Autobus wlókł się swoim tempem, ale w końcu dojechaliśmy bez przeszkód na miejsce.

Byliśmy już troszeczkę zmęczeni i staliśmy się milczący. W milczeniu więc wracaliśmy do domu. 


- Jesteśmy - ogłosiła triumfalnie Ania wchodząc wraz ze swoją siostrą do mojego pokoju.

- Tak. Musimy ci jeszcze raz podziękować bardzo serdecznie za misie.

- Mojemu "misiu" dałam na imię Egon – pochwaliła się Ania.

- Möj miś, to po prostu "Misio ".

- Cała przyjemność po mojej stronie – odezwałem się siadając.

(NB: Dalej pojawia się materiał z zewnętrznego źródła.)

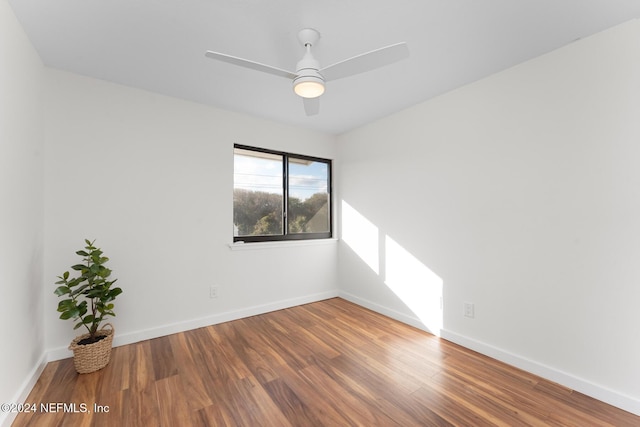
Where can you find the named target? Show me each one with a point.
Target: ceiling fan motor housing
(308, 82)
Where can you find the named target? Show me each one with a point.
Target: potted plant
(89, 300)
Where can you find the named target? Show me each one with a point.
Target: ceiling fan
(309, 78)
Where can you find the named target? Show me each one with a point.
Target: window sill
(280, 244)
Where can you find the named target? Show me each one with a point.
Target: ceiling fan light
(308, 86)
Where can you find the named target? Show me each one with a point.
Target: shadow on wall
(419, 288)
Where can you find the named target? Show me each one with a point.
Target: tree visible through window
(280, 196)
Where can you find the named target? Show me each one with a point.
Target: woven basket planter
(92, 357)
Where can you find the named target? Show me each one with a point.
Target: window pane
(257, 193)
(308, 196)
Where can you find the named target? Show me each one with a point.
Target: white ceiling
(159, 45)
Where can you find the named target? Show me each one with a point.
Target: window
(280, 196)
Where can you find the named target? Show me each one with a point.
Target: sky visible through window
(306, 178)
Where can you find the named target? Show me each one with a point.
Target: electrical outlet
(213, 292)
(469, 310)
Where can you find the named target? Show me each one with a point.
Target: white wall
(151, 178)
(521, 192)
(21, 208)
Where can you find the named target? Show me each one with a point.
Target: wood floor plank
(329, 363)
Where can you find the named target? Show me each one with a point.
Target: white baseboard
(402, 317)
(611, 397)
(6, 418)
(172, 328)
(603, 394)
(581, 385)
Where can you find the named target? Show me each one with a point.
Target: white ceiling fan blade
(250, 64)
(311, 106)
(366, 61)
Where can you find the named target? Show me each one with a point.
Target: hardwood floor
(330, 363)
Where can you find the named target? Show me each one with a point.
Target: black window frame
(287, 236)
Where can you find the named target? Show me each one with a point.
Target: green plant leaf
(62, 290)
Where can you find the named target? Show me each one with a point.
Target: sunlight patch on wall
(361, 235)
(415, 284)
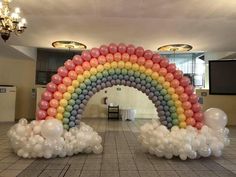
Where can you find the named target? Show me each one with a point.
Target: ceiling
(206, 25)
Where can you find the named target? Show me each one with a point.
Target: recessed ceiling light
(69, 45)
(175, 48)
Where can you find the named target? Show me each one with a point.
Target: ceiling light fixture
(175, 48)
(69, 45)
(10, 22)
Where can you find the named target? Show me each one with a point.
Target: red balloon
(171, 68)
(193, 98)
(47, 95)
(148, 64)
(62, 71)
(122, 48)
(94, 62)
(130, 49)
(72, 75)
(51, 87)
(148, 54)
(141, 61)
(117, 56)
(43, 104)
(86, 55)
(178, 74)
(139, 51)
(112, 48)
(94, 52)
(156, 58)
(69, 64)
(79, 69)
(156, 67)
(174, 83)
(104, 50)
(77, 60)
(56, 78)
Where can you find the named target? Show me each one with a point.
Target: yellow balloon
(93, 71)
(75, 83)
(66, 95)
(63, 102)
(182, 124)
(60, 109)
(70, 89)
(114, 64)
(80, 78)
(100, 68)
(59, 116)
(107, 66)
(86, 74)
(121, 64)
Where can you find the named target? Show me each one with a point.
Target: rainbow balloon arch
(182, 129)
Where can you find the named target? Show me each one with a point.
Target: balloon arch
(176, 103)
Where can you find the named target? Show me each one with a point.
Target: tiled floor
(122, 157)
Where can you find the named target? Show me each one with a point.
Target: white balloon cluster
(47, 138)
(190, 142)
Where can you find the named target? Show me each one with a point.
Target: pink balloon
(79, 69)
(86, 66)
(193, 98)
(148, 64)
(141, 61)
(104, 50)
(164, 63)
(174, 83)
(169, 77)
(86, 55)
(56, 78)
(189, 89)
(101, 59)
(61, 88)
(62, 71)
(67, 81)
(54, 103)
(186, 105)
(47, 95)
(163, 71)
(41, 114)
(57, 95)
(77, 59)
(117, 56)
(125, 57)
(148, 54)
(183, 97)
(112, 48)
(130, 49)
(94, 52)
(122, 48)
(69, 64)
(171, 68)
(196, 107)
(179, 90)
(156, 67)
(109, 58)
(72, 75)
(51, 87)
(178, 74)
(94, 62)
(43, 104)
(52, 112)
(139, 51)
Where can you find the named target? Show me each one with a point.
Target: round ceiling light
(69, 45)
(175, 48)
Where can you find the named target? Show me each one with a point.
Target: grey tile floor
(122, 157)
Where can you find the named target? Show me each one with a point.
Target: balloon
(215, 118)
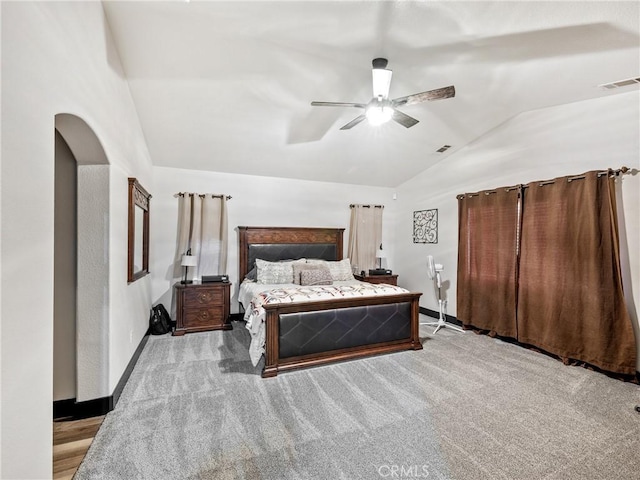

Moje kuzynki usiadły obok mnie i przytuliły się do moich boków. To było niezwykle przyjemne. Poczułem miłe motyle w żołądku i przyjemne drżenie całego ciała. W lunaparku też tak zdarzyło się kilka razy, gdy szliśmy pod rękę ku kolejnym atrakcjom wesołego miasteczka. Zdążyłem przechwycić kilkakrotnie pełne zazdrości spojrzenia innych przedstawicieli płci męskiej. Poczułem się, jak celebryta, ewentualnie jakiś playboy, fircyk w zalotach, figo-fago i wszyscy nago... 

Było to naprawdę wspaniałe uczucie. Bardzo podnoszące moje ego.

- Dziękujemy bardzo – Ania pocałowała mnie w policzek

- Tak. Dziękujemy. Bardzo dziękujemy – Hania uczyniła to samo z drugiej strony.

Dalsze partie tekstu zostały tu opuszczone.